Just had to mark this important day, when the Supreme Court ruled that Vancouver’s supervised-injection site will stay open and the federal government should be prepared to issue permits in other cities. (Stories here, here and here, from across the land.)
What a long road it’s been for those fighting for this. (And those fighting against it.)
This was the biggest story I covered for years in the early 2000s. It started when Mayor Philip Owen’s office started planning a new kind of policy to deal with drug addiction in the Downtown Eastside, in the late 1990s. It continued when I travelled to Frankfurt with a group of Canadian researchers and medical types to look at the supervised-injection sites there, spent hours visiting with people at the illegal injection site that operated temporarily, and was the first reporter into the legal one when it opened in September 2003.

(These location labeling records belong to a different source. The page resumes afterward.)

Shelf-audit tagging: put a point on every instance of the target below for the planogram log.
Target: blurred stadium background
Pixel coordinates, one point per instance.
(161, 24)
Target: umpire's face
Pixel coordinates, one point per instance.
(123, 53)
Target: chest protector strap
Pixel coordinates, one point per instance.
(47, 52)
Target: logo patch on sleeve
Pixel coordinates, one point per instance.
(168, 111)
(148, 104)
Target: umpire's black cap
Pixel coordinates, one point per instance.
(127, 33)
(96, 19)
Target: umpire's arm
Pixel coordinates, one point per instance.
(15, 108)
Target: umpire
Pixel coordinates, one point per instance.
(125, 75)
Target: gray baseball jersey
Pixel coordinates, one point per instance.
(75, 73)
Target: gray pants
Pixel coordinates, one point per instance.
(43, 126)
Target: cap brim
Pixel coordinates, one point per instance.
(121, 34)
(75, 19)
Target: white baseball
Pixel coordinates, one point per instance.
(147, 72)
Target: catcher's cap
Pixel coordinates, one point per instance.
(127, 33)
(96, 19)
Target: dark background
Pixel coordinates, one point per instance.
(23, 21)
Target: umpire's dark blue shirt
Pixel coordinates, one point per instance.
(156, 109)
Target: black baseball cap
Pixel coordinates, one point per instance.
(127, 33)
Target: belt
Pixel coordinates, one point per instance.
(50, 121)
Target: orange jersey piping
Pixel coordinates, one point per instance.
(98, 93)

It’s a testament to what it takes to accomplish something like this: Unswerving advocates who made it their priority for over a decade. Political administrations that backed in through subsequent electoral upheavals, starting with Mayor Philip Owen, who didn’t start out advocating for injection sites but ended up being a diehard supporter.
People with the political savvy to get police, the province, medical health officers, and more onside. Hours of meetings. Rallies and demonstrations and political actions to mobilize people along the way as the Conservative government emitted negative noises about it. And a public that, locally at least, continued to support it in opinion poll after opinion poll.
It’s actually exhausting to think of the effort that went into this. Some would say much of that was a tragic waste, that people shouldn’t have had to fight so hard to preserve InSite. Their energy could have gone into more useful projects. So could the money that went to federal-government lawyers.
In the end, though, it’s resulted in a Supreme Court of Canada ruling that makes the project invincible and paves the way for those who feel they need a site in their cities. And, I’d argue, it did the job that good debates do — drew people into the public discussion and ensured that a new piece of public policy had been soundly tested and withstood everything that was thrown at it.
It’s an emotional day for me to watch this conclusion. I am in awe of the people who were so dedicated to their causes.